The main objectives of this course are twofold: (i) to provide students with an overview of the key arguments at stake when addressing the question of citizenship from a liberal perspective as set of individual rights and entitlements, and the communitarian and cosmopolitan responses to its shortcomings; and (ii) to develop students’ critical ability to disclose these ideas in ordinary debates regarding the sources of difference, diversity and integration at national and trans-national levels in today’s societies.

Following from these objectives, the learning aims of this course are to develop in students:

  • The ability to examine, question and take positions regarding the role of the individual in reproducing structures of discrimination and exclusion, as well as her/his responsibility to change them;

  • a critical capacity to reflect about the bonds that unite us as well as those elements that invariably reproduce difference and distinctions among us;

  • the ability to talk about, debate and theorize about common aspects of daily life using concepts culled from the course.

Mode of Instruction

  • Continuous and active participation is fundamental for this course. It is your course, which means it requires the work of all to produce an exciting and inspiring learning community.

  • Biweekly seminars form the main body of this course. The structure of Tuesdays seminars is based on mini-lectures (30-45 minutes), student presentations of the readings (30 min) and questions and debates (30 minutes). The structure of Thursdays seminars is based on the presentation of documentaries that will be used to ensure exposure to diverse resources, forms of knowledge and types of evidence.

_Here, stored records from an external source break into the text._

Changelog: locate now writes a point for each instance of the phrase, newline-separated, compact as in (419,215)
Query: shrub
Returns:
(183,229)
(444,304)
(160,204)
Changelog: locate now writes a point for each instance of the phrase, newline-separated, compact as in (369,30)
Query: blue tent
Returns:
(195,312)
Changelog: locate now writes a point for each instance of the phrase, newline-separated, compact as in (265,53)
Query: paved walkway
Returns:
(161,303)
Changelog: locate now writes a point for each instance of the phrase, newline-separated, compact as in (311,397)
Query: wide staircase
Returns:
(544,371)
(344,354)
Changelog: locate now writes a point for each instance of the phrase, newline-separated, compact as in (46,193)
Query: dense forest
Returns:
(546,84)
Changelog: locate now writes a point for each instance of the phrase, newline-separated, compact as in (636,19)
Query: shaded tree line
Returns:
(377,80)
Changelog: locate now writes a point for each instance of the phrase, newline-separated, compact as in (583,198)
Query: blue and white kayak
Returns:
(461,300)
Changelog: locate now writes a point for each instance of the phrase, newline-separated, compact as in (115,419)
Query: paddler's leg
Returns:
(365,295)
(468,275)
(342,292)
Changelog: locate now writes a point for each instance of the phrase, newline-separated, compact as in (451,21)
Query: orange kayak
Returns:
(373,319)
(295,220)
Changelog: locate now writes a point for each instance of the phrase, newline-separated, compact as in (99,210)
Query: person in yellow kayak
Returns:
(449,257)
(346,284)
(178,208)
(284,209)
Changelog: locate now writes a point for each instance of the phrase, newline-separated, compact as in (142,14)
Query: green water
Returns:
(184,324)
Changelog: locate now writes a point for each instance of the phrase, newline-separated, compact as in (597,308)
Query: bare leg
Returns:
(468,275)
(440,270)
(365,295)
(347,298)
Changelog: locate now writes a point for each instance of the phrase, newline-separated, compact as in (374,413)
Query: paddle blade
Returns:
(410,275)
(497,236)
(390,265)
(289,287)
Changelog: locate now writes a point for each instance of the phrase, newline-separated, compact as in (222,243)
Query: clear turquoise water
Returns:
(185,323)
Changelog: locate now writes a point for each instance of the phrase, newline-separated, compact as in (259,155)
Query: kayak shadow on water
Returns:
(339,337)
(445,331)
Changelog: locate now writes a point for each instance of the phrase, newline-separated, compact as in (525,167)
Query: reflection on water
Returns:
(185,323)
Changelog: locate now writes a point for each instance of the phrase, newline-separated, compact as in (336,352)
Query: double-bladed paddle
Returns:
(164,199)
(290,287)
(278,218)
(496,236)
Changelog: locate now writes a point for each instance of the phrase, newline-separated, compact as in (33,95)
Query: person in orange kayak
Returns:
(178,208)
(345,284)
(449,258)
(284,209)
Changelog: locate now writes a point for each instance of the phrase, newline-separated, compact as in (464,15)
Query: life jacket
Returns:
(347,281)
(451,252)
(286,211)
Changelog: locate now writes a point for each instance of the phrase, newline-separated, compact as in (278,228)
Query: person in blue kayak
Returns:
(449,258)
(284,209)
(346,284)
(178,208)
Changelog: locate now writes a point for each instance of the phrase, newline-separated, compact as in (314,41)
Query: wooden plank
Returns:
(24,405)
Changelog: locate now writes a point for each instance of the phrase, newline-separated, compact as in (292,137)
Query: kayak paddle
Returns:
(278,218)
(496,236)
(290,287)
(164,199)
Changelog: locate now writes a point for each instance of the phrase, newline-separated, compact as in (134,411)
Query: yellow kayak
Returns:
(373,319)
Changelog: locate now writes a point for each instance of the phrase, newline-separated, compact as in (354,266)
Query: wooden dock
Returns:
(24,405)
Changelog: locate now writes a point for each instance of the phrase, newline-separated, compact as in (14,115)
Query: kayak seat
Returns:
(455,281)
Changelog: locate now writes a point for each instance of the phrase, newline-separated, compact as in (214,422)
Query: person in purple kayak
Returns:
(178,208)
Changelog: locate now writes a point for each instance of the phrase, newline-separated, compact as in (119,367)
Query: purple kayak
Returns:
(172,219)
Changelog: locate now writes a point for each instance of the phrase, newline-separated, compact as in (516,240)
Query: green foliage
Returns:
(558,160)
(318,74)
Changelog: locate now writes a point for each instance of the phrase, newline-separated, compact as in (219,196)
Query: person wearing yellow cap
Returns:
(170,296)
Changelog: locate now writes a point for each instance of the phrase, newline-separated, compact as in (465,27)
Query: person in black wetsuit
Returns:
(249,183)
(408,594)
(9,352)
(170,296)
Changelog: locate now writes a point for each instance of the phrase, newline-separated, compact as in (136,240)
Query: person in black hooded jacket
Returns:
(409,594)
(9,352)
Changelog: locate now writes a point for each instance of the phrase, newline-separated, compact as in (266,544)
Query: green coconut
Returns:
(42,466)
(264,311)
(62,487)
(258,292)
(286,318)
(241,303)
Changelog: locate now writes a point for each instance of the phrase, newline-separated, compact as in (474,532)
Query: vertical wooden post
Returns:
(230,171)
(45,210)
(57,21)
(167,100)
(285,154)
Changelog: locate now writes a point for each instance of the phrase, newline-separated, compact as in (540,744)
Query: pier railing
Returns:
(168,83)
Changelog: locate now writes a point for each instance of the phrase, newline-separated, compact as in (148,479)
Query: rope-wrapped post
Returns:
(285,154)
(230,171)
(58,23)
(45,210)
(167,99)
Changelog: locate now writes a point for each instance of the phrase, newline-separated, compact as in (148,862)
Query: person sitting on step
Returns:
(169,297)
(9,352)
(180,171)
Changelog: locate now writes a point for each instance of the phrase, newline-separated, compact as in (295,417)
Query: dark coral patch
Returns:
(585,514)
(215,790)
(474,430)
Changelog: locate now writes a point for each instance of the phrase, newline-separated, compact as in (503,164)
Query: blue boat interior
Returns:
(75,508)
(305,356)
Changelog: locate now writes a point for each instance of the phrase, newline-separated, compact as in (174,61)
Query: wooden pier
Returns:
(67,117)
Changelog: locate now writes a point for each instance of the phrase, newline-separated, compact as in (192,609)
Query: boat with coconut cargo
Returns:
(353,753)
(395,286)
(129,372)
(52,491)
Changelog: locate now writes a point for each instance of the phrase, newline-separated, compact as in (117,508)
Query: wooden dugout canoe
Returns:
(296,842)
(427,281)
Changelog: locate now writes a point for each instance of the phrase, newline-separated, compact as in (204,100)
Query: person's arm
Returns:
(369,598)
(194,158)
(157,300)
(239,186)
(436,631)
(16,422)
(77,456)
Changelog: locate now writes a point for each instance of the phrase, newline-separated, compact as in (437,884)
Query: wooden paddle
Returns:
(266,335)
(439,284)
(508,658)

This will guarantee the introduction of knowledge as well as the students ability to apply what they have read, learned and thought to real life situations.

  • Students will prepare for each seminar by completing the assigned readings, which will be available through the Blackboard site. In addition, each student will need to complete one weekly “reading note” based on his/her reflections on the readings and the themes informing each weeks’ sessions.


Assessment: In-class participation (rising questions and debating)
Percentage: 15%
Deadline: Ongoing

Assessment: Group presentations of the readings
Percentage: 15%
Deadline: Weeks 2 to 7 on Tuesdays

Assessment: Reading notes (500 – 750 words)
Percentage: 30% (5% each)
Deadline: On Thursdays; Weeks 2 – 7

Assessment: Thursdays’ screening, questions and debates
Percentage: 10%
Deadline: Weeks 2-6

Assessment: Individual – Final essay (3500 words)
Percentage: 30%
Deadline: Week 8 (Friday 21 December)


A reader for the course will be compiled and will be electronically available in Blackboard site before the beginning of the course. Students are expected to use the readings as tools during their participation in class, the discussion of daily-life problems and questions raised from the documentaries and their reading notes.

Contact Information

For further information please contact Dr. Daniela Vicherat Mattar at: d.a.vicherat.mattar@luc.leidenuniv.nl

Weekly Overview

WEEK 1: The problem diversity poses to national citizenship
WEEK 2: Defining citizenship: Source of diversity or integration?
WEEK 3: Defying citizenship: Questions of gender
WEEK 4: Defying citizenship: Questions of race
WEEK 5: Defying citizenship: Poverty and inequality
WEEK 6: The citizen as a consumer: Scattering the political dimension of citizenship?
WEEK 7: Citizenship as a form of social solidarity: Between the city and the cosmos
WEEK 8: Reading Week

Preparation for first session

C. Gould (1996) “Diversity and Democracy: Representing differences” (pages 171 – 186) in S. Benhabib (Ed) Democracy and Difference. Contesting the boundaries of the Political. Princeton University Press.